How to Zip and Unzip Files in Python Cover image

In many cases, you’ll encounter zipped files (or need to zip files yourself). Because zip files are so common, being able to work with them programmatically is an important skill. In this tutorial, you’ll learn how to zip and unzip files using Python.

By the end of this tutorial, you’ll have learned:

  • How to zip files using Python
  • How to add files to an existing zip file
  • How to zip files with password protection (encryption)
  • How to unzip one file, some files, or all files in a zip file
  • How to unzip files conditionally

Understanding the Python zipfile Module

Python comes packaged with a module, zipfile, for creating, reading, writing, and appending to a zip file. Because the module is built into Python, there is no need to install anything. In particular, the zipfile module comes with a class, ZipFile, which has many helpful methods to allow you to read and write zip files in Python.

Let’s dive into using the module to first learn how to zip files using the zipfile module.

How to Zip Files Using Python

In order to zip files using Python, we can create a zip file using the Zipfile class. When we open the Zipfile for the first time, Python will create the file if it doesn’t already exist. Because of this, we can simply call the open action without needing to create a file first.
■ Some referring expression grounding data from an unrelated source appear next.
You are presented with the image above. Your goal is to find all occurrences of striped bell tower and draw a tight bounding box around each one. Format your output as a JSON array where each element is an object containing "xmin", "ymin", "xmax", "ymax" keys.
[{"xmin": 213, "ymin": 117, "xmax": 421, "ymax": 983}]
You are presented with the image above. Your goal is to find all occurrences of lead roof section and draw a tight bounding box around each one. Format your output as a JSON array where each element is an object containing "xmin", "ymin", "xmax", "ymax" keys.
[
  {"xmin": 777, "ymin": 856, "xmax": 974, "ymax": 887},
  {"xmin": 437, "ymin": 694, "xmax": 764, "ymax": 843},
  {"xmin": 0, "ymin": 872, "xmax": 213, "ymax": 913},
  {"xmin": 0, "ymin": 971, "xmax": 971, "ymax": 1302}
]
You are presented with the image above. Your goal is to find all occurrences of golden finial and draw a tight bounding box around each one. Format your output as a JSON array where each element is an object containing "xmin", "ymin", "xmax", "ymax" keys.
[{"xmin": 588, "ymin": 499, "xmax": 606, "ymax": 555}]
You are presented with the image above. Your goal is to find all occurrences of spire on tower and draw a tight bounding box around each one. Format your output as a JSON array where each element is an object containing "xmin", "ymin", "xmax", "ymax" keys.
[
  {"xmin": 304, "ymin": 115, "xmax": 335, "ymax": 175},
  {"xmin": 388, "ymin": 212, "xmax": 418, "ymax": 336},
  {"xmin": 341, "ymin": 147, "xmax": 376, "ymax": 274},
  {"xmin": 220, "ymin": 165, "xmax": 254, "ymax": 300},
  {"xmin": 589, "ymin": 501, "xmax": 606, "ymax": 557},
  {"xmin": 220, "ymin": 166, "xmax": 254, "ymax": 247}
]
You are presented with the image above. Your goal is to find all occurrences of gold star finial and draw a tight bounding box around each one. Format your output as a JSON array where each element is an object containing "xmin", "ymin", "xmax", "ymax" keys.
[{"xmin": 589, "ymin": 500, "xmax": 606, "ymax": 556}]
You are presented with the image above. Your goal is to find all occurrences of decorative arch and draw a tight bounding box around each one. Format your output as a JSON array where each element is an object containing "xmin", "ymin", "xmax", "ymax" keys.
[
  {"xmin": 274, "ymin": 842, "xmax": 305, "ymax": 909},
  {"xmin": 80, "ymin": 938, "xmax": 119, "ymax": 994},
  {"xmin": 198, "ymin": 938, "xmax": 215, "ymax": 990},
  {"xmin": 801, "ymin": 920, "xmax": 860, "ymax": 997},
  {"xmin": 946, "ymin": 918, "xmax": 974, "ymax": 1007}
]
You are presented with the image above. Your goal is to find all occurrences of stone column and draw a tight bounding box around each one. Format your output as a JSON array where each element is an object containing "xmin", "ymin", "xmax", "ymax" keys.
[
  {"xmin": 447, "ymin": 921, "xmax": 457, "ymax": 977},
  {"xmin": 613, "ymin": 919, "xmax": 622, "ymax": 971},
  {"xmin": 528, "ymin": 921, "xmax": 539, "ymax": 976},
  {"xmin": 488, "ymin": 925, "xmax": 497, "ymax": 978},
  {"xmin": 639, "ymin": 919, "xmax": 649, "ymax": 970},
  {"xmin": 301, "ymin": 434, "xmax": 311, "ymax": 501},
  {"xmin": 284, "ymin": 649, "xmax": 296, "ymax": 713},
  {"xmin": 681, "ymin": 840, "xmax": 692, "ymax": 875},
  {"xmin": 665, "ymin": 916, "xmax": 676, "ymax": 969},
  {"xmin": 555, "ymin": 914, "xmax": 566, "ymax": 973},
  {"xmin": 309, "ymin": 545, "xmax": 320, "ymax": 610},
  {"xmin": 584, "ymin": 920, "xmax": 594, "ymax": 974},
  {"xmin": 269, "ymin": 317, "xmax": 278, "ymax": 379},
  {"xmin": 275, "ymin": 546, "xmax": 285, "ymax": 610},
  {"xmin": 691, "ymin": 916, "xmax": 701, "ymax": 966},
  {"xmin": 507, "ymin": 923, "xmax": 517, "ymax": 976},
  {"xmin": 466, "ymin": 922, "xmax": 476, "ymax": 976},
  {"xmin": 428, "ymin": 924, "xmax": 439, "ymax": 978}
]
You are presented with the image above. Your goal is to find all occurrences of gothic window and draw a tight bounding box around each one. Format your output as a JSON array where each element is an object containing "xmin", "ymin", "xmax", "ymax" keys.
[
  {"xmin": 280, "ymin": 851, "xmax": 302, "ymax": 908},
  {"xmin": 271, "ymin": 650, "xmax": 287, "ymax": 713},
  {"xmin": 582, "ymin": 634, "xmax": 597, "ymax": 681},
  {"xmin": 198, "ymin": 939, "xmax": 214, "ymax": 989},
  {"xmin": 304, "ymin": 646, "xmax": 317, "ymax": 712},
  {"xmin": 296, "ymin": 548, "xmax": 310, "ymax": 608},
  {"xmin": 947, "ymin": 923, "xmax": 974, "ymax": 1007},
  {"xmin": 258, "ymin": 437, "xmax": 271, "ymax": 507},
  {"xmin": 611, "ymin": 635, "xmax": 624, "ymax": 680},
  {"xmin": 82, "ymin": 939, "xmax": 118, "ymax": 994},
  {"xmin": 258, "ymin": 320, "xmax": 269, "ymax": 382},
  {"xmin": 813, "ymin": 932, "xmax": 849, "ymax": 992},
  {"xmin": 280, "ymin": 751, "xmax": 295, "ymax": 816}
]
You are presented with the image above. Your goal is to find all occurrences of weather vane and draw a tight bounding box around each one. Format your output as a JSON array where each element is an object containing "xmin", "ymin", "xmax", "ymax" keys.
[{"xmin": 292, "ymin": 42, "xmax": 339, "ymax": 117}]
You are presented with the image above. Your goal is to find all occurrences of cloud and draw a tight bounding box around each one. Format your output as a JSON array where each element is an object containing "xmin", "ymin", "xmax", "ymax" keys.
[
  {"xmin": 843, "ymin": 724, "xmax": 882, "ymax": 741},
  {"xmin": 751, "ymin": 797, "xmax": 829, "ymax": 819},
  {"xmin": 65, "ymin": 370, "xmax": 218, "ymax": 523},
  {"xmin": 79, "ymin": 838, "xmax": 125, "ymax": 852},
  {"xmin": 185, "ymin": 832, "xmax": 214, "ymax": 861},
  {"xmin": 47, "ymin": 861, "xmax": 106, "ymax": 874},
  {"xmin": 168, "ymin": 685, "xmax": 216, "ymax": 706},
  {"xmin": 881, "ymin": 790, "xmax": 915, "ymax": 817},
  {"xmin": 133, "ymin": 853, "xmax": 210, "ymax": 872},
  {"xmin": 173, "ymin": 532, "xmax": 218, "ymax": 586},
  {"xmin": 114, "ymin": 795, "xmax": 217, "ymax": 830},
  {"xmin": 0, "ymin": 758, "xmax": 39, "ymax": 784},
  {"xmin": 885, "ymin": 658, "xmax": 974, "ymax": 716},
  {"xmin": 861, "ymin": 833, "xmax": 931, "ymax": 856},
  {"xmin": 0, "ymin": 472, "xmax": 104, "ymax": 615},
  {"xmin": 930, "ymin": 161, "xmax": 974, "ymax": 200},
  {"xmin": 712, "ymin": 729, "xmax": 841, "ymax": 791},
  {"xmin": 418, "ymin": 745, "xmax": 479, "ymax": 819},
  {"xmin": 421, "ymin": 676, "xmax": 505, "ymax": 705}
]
From there, we can use the .write() method to add individual files to a zip file. In order to make this process easier, we can use a for loop to pass in multiple files in a single action. If we want to add all files in a directory, we can create a list of all the files in a folder.

Let’s see how we can use Python to zip files, using all files in a directory:

# How to Zip All Files in a Directory
import os
import zipfile

directory = '/Users/datagy/files'
files = os.listdir(directory)

with zipfile.ZipFile('zipfile.zip', 'w') as zip:
    for file in files:
        file_path = os.path.join(directory, file)
        zip.write(file_path)

In the example above, we used the os.listdir() function to list out all the files in a directory. Then, we used the with context manager to open the file. The benefit of this is that Python will automatically close the file when all operations are done.

From there, we looped over the list of files and wrote each of them to the zip file using the .write() method.

How to Add Files to an Existing Zip File in Python

Adding files to an exciting zip file is made easy using the Zipfile class. When you instantiate a Zipfile object, you can open it in append mode using the 'a' mode. From there, the process works in the same way as though you were adding files to a newly created file.

Let’s see how we can use the Zipfile class to add a file to an existing zip file:

# Add a File to An Existing Zip File in Python
import os
import zipfile

directory = '/Users/datagy/old/'
file_name = 'file.txt'

with zipfile.ZipFile('zipfile.zip', 'a') as zip:
    file_path = os.path.join(directory, file_name)
    zip.write(filename=file_path, arcname=file_name)

Notice that in the code block above that we use a second argument, arcname=. Let’s take a look at the difference between these two parameters:

  1. filename= represents the file that you want to add into your zip file
  2. arcname= represents the path and filename you want to use in the archive itself.

If we were to leave the second argument blank, then it would use the filename value. This would replicate the whole folder structure, meaning that, in our case, Python would add the Users/datagy/old/ directory.

How to Unzip a Zip File in Python

To unzip a zip file using Python, you can use the .open() method and use the 'r' option to read the file. This simply opens the file in read mode. However, how can we see what’s inside it?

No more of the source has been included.